When the man heard that he was very angry, and declared he would leave her, and never come back again until he had found three women as big fools as his wife.
So he set off, and when he had gone a little way he saw a woman who ran in and out of a newly built wood hut with an empty sieve. Every time she ran in she threw her apron over the sieve, as if she had something in it.
“Why do you do that, mother?” asked he.
“Why, I am only carrying in a little sun,” said she, “but I don’t understand how it is, when I am outside I get the sunshine in the sieve, but when I get in I have somehow lost it. When I was in my old hut I had plenty of sunshine, though I never carried it in. I wish I knew some one who would give me sunshine. I would give him three hundred dollars.”
“Have you an axe?” asked the man. “If so I will get you sunshine.”
She gave him an axe and he cut some windows in the hut, for the carpenter had forgotten them. Then the sun shone in, and the woman gave him three hundred dollars.
“That’s one,” said the man, and he set out once more.
Some time after he came to a house in which he heard a terrible noise and bellowing. He went in and saw a woman who was beating her husband across the head with a stick with all her might. Over the man’s head there was a shirt in which there was no hole for his head to go through.
“Mother,” said he, “will you kill your husband?”
“No,” said she, “I only want a hole for his head in the shirt.”
The man called out and, struggling, cried—
“Heaven preserve and comfort all such as have new shirts! If any one would only teach my wife some new way to make a head-hole in them I would gladly give him three hundred dollars.”
“That shall soon be done. Give me a pair of scissors,” said the other.
The woman gave him the scissors, and he cut a hole in the shirt for the man’s head to go through, and took the three hundred dollars.
“That is number two,” said he to himself.
After some time he came to a farm-house, where he thought he would rest a while. When he went in the woman said—
“Where do you come from, father?”
“I am from Ringerige (Paradise),” said he.
“Ah! dear, dear! Are you from Himmerige (Heaven)?” said she. “Then you will know my second husband, Peter; happy may he be!”

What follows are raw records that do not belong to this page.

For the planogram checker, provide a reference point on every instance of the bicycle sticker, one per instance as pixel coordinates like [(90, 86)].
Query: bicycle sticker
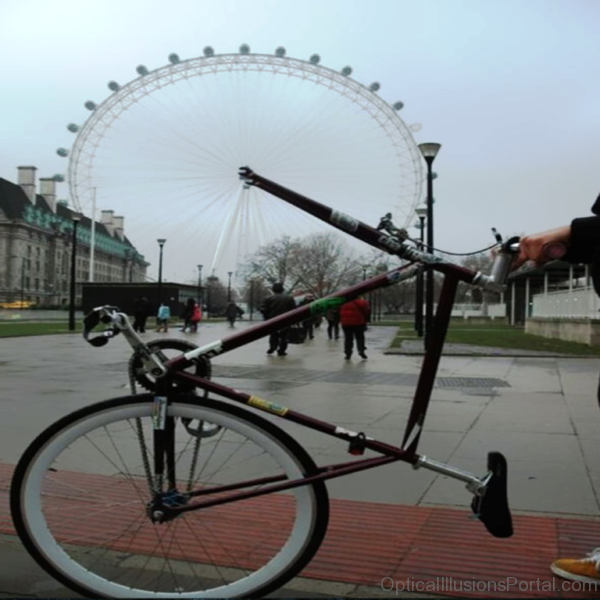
[(394, 276), (325, 304), (266, 405), (209, 350), (343, 221), (390, 243), (159, 412), (353, 434)]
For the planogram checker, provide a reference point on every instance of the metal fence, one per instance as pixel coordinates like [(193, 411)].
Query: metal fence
[(579, 303)]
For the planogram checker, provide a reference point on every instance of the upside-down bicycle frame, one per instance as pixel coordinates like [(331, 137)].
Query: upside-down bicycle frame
[(357, 440)]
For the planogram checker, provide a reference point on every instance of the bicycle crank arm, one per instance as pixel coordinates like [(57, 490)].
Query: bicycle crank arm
[(475, 484), (490, 504)]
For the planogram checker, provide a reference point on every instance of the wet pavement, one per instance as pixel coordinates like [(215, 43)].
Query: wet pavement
[(540, 411)]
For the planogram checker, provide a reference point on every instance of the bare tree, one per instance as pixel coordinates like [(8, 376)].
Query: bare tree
[(323, 263), (273, 262), (319, 264)]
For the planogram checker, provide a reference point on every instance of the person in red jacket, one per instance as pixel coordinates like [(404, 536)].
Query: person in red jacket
[(353, 319)]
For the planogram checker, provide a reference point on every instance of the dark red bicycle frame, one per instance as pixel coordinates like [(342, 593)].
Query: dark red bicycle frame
[(453, 274)]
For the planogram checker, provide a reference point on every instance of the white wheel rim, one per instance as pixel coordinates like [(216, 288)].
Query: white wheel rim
[(47, 545)]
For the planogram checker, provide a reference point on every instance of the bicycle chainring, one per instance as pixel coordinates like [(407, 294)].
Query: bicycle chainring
[(201, 366)]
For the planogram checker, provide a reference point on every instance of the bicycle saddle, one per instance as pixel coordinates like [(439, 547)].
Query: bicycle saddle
[(492, 507)]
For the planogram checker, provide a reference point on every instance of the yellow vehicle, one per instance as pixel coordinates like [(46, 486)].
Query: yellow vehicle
[(17, 304)]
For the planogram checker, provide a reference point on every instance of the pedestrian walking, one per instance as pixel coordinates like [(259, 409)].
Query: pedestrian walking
[(141, 311), (354, 316), (273, 306), (188, 311), (308, 324), (233, 312), (333, 323), (196, 317), (582, 242), (163, 316)]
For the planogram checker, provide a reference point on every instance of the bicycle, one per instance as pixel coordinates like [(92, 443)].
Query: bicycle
[(175, 494)]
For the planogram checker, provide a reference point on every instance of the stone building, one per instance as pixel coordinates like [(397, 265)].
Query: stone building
[(36, 241)]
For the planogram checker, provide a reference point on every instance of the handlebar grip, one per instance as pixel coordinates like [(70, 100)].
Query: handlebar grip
[(504, 260), (554, 250)]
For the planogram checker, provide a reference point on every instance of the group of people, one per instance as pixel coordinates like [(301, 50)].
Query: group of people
[(352, 316), (192, 315), (142, 309)]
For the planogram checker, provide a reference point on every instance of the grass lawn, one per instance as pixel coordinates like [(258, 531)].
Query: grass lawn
[(19, 328), (499, 335)]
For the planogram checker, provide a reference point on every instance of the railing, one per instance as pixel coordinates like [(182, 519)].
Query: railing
[(580, 303)]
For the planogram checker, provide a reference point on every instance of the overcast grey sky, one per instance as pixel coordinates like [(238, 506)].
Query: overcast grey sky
[(509, 88)]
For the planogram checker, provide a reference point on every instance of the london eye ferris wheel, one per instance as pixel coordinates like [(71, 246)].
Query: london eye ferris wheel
[(164, 151)]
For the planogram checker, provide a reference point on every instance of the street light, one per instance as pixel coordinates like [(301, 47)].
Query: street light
[(161, 243), (200, 286), (421, 212), (75, 217), (429, 152)]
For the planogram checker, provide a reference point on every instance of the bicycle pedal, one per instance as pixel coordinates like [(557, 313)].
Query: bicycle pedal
[(491, 508)]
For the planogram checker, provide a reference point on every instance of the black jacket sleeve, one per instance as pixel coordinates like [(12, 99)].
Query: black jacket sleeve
[(585, 240), (584, 245)]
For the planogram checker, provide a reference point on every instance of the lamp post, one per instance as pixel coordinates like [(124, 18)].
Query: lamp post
[(75, 217), (22, 280), (421, 211), (200, 286), (429, 152), (161, 243)]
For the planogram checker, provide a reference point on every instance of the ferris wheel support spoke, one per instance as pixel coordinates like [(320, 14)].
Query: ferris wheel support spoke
[(164, 150)]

The woman had had three husbands. The first and third had been bad and had used her ill, but the second had used her well, so she counted him as safe.
“Yes,” said the man, “I know him well.”
“How does he get on there?” asked the woman.
“Only pretty well,” said the man. “He goes about begging from one house to another, and has but little food, or clothes on his back. As to money he has nothing.”
“Heaven have mercy on him!” cried the woman. “He ought not to go about in such a miserable state when he left so much behind. There is a cupboard full of clothes which belonged to him, and there is a big box full of money, too. If you will take the things with you, you can have a horse and cart to carry them. He can keep the horse, and he can sit in the cart as he goes from house to house, for so he ought to go.”